2. The venue building evacuation route planning and fire safety management method based on digital operation and maintenance according to claim 1 is characterized in that: A digital twin model of the venue building is constructed based on BIM and the Internet of Things, specifically: Obtaining construction design data of the target venue building, using a BIM platform to construct a structural geometric digital model of the venue building based on the construction design data, and splicing and combining the structural geometric digital models to obtain a three-dimensional model of the venue building; Assign the location and attributes of firefighting equipment in the venue building to the three-dimensional model, aggregate real-time sensory data of firefighting safety equipment in the venue building through the Internet of Things to generate multi-source fire safety data, and use a data interface to integrate the multi-source fire safety data into the digital twin model of the venue building, thereby achieving a connection between the physical space and the twin space and generating a digital twin model of the venue building; By matching, aligning and digitally mapping multi-source fire safety data with the digital twin model, fire emergency event instance data that meets the similarity standards is retrieved based on the structural characteristics of the venue building, and the pre-processed fire emergency event instance data is used to simulate and verify the digital twin model.

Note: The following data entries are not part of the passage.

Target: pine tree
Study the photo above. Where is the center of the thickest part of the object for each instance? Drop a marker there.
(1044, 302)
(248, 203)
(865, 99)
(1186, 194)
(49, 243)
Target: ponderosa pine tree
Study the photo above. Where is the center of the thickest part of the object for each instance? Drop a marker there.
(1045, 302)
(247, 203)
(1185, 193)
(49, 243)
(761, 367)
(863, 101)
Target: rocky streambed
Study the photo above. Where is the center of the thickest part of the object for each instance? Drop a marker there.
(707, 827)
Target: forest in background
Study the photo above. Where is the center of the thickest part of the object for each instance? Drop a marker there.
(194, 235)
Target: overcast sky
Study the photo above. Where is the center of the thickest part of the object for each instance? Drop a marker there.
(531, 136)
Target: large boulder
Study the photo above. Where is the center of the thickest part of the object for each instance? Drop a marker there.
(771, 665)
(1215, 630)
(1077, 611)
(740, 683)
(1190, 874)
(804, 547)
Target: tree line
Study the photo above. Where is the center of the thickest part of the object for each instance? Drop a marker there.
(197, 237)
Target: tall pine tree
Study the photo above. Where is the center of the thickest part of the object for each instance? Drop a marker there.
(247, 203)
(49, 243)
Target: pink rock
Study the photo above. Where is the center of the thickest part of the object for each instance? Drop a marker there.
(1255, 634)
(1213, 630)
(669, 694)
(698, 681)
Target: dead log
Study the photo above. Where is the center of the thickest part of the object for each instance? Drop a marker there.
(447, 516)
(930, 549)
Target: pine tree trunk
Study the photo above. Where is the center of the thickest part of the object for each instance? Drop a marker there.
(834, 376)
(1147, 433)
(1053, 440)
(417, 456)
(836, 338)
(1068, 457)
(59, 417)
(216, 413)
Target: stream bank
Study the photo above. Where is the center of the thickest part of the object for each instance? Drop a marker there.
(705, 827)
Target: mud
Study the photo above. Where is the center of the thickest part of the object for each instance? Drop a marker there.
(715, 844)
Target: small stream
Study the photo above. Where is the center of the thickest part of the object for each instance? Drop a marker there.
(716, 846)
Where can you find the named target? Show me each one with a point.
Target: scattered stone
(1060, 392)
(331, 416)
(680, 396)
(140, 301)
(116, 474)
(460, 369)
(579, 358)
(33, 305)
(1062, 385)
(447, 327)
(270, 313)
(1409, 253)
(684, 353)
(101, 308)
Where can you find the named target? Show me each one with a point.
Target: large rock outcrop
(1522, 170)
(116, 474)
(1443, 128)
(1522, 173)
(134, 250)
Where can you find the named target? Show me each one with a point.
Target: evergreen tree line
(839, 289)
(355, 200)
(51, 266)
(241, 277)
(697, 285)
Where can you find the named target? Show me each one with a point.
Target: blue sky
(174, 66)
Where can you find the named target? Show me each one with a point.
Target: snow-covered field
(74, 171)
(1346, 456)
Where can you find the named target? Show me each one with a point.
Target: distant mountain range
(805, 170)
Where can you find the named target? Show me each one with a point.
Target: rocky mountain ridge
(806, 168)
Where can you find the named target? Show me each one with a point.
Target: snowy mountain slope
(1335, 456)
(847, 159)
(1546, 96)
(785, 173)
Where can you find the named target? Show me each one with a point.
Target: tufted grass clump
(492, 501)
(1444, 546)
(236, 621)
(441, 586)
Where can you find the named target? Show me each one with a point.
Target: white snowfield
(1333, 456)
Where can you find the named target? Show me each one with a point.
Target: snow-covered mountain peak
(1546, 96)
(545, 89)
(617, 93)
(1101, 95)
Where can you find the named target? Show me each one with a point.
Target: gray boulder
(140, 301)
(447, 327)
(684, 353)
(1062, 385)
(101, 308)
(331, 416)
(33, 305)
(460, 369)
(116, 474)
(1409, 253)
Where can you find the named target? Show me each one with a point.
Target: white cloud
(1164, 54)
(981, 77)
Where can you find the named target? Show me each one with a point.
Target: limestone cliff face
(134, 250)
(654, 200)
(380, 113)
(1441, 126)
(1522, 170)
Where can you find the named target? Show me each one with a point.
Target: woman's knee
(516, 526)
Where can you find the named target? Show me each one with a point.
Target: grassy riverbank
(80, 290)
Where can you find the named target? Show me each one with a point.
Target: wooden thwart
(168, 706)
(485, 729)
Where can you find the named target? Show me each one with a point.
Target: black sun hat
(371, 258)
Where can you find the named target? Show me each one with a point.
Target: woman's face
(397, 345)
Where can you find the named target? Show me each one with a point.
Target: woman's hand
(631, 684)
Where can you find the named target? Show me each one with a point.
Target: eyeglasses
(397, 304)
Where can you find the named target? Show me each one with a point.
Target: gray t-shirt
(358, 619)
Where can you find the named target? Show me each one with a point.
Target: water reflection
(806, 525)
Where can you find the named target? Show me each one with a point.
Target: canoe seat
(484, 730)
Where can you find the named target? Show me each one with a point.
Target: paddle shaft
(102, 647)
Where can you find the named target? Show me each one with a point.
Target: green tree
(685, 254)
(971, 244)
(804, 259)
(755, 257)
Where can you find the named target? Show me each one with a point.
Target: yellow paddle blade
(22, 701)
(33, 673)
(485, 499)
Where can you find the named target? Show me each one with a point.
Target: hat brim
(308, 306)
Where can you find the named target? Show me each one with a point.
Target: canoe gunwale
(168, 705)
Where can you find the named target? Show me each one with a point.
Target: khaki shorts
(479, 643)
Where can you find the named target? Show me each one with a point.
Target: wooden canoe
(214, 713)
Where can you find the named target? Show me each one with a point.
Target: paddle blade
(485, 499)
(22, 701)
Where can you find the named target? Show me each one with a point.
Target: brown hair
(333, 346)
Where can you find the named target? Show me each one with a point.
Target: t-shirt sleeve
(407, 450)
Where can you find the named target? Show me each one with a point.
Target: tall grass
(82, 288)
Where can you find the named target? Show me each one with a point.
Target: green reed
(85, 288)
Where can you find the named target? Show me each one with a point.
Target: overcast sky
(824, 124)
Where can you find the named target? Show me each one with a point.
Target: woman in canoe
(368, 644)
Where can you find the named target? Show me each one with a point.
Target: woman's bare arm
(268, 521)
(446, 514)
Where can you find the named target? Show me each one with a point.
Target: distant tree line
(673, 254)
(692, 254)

3. The venue building evacuation route planning and fire safety management method based on digital operation and maintenance according to claim 1 is characterized in that: Obtain the fire dynamic characteristics of different venue building areas, specifically: The fire scene dynamic parameters of different venue building areas are obtained based on the digital twin model of the venue building after grid processing. The fire scene dynamic parameters of different venue building areas are spatially modeled by the graph neural network. The association between the building structure similarity and channel connection setting areas of different venue building areas is used to obtain the spatial dependency information of the fire scene dynamic parameters based on the association between different venue building areas using the graph neural network; In the graph convolution layer of the graph neural network, the state of each venue building area is updated through the information aggregation mechanism, and the spatial structure embedding matrix of the fire scene dynamic parameters is constructed to obtain a spatial embedding vector sequence; The spatial embedding vector sequence output by the graph neural network is input into the LSTM network. The relationship between the key features in the spatial embedding vector sequence is obtained through the forget gate and memory cell state update, and the fire dynamic characteristics of the dynamic parameters of the fire scene in different venue building areas that change with time and space are output.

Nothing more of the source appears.